Orbital Sciences Resupply Demonstration Delayed

Antares rocket at the Wallops Island launch pad (Credits: NASA).

Orbital Sciences will not be launching a demonstration of its Antares launched Cygnus cargo ship to the International Space Station by the end of 2012 as originally planned. In an announcement made October 18, the company laid out a new schedule that puts the first test launch as late as the second quarter of 2013.

The announcement was made in a conference call with investors and did not indicate any particular cause for the delay. A propellant loading test for Antares is scheduled for October 21, with a 30 second test fire to follow in early November. Antares testing will take place at the Wallops Island spaceport in Virginia from which all Antares launches are also expected to take place. The first Antares test flight is planned for December.

The news comes as SpaceX’s Dragon is docked at the International Space Station on its first commercial resupply mission. Dragon successfully completed its demonstration flight to the station in May.

Antares is a medium class expendable launch vehicle designed to launch payloads up to 5,000 kg into low Earth orbit. It uses kerosene/liquid oxygen propellant with an optional bipropellant third stage. The unmanned Cygnus capsule consists of two sections: the cargo module and the service module. The cargo module, which is pressurized and has an interior volume of 18m3 is manufactured by Thales Alenia Space. Orbital Sciences manufactures the service module itself.

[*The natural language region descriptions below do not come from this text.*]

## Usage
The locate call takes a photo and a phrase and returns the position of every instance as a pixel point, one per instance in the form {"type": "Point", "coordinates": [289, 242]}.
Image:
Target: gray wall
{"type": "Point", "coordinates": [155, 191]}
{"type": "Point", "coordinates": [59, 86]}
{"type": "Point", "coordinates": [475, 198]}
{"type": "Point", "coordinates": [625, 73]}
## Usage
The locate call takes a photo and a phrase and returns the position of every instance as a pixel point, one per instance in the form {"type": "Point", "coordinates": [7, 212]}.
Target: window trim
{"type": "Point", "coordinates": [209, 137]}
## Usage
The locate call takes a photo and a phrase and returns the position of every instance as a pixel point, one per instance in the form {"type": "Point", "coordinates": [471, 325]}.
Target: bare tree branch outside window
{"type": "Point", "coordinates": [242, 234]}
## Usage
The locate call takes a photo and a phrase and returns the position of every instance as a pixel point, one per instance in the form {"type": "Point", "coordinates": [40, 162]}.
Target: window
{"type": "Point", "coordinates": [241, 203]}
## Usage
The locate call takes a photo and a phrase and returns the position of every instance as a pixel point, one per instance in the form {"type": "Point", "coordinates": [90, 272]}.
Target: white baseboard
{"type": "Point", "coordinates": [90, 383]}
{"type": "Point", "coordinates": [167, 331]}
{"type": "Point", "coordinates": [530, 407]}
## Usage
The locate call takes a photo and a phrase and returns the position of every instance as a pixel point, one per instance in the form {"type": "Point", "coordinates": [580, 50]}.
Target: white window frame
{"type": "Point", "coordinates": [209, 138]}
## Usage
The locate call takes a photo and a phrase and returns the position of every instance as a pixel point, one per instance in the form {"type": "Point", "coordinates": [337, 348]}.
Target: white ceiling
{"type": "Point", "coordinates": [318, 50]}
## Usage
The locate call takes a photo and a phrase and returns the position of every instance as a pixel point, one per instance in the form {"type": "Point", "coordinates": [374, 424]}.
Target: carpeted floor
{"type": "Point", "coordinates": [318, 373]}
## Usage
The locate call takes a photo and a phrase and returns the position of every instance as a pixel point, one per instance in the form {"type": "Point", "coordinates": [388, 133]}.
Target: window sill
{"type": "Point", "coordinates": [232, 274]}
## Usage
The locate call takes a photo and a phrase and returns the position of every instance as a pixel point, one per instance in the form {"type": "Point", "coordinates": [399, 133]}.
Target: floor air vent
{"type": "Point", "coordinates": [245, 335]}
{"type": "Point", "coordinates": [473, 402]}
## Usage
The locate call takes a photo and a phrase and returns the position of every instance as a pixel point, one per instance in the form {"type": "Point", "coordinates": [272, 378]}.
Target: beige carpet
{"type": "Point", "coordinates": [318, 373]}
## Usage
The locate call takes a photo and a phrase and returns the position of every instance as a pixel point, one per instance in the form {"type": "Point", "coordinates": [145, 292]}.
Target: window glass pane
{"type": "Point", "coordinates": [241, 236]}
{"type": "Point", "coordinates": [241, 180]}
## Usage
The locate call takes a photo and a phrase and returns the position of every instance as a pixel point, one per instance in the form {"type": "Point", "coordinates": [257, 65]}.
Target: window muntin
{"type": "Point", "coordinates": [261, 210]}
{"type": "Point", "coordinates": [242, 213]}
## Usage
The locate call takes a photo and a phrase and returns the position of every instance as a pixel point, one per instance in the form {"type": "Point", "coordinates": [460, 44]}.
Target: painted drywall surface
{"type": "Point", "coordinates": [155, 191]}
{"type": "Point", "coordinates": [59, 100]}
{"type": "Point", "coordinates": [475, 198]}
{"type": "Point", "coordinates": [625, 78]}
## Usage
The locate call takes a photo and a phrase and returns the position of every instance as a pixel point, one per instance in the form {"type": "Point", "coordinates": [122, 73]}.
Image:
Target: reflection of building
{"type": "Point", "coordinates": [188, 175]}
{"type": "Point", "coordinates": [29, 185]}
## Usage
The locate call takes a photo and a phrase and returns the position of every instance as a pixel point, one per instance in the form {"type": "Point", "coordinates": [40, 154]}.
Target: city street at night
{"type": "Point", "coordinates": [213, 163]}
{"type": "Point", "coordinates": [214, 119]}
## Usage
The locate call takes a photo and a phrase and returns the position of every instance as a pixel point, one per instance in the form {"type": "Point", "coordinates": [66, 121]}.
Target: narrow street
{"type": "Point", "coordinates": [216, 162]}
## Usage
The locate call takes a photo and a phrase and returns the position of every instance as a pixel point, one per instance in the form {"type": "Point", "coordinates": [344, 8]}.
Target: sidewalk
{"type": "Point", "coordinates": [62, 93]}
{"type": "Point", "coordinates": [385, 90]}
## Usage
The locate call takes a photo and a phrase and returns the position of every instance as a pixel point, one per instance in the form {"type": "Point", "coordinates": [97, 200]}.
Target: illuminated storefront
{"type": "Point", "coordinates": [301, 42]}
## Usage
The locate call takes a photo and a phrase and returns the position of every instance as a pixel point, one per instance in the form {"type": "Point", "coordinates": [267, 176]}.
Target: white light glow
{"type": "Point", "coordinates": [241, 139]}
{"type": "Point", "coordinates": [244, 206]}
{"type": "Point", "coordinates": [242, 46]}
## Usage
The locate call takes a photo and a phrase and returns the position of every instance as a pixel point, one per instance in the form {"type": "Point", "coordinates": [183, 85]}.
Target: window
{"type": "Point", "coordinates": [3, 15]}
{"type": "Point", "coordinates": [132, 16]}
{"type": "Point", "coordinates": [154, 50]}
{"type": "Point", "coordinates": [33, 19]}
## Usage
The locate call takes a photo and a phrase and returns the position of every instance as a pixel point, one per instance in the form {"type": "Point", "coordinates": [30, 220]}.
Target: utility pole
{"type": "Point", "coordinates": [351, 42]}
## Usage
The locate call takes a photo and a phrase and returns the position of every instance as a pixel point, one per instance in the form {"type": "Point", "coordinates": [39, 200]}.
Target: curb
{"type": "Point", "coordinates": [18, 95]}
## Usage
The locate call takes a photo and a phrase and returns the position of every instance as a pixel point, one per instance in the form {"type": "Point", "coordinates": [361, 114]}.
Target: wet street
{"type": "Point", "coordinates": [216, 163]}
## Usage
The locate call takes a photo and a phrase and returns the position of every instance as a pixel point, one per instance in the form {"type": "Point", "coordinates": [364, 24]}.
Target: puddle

The solar powered vessel is expected to have a wet mass of 1800 kg. A second generation Cygnus is planned that will increase interior volume to 27 m3. Cygnus will berth to ISS with the help of the station’s robotic arm, much like Dragon.

Orbital Sciences is under contract to provide eight supply runs for NASA. Unlike Dragon, Cygnus is not able to return supplies since it reenters Earth’s atmosphere destructively as do the Progress, HTV, and ATV supply vessels.